The driver got out and I saw from the ground out of the corner of my eye, he took the guy who was stomping on me, he hit him only once in the back of the neck, and then he stacked him like a big bag of potatoes against the wall. Then he changed the expression on his face to a friendly one and in a friendly way asked me if I wanted a taxi ride. That was the KGB.
So, I didn’t have any hostile behavior. The rules we played by, those of us who were reasonable about it, was not to make life hard for those guys and we didn’t.
Q: I’ve had problems with young Foreign Service officers who start playing games. I think, as you get older, you understand your surveillants are people doing their job and you don’t play games. Why make it more difficult for them?
LEHOVICH: There’s a big temptation to do it. I remember clearly that we were told in a very unambiguous way before and during not to do that. Apparently, it was convincing.
The real reason you don’t do it is because they have one of the dumber jobs in the country, and they were not being well-rewarded for it. It’s not a particular glamorous job to tail people like me around. If you don’t bother them, they think they’ve done a great job. They think they’ve followed you all day, know a lot about you, and have not fallen into disgrace and you haven’t made an obscene gesture at them or anything like that.

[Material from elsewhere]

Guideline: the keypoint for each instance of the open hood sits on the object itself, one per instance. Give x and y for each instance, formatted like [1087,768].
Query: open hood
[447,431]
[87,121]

The only thing I ever did to those guys, which I think was a good thing to do on balance, was one evening when I was with a young lady at a cafe, one of these hard to find cafes in Moscow, called “The Cafe Lyra,” which was open rather late every day and had a good omelet and very cheap champagne, a very drinkable kind. I sent a bottle of champagne and a glass with my compliments to the KGB monitor who followed me around most evenings. This fellow then left. I didn’t mean for him to leave. I hoped he might enjoy the champagne, but he left. I felt more like James Bond than I ever had before or ever have since. I don’t think that was an unfriendly thing to do to the guy.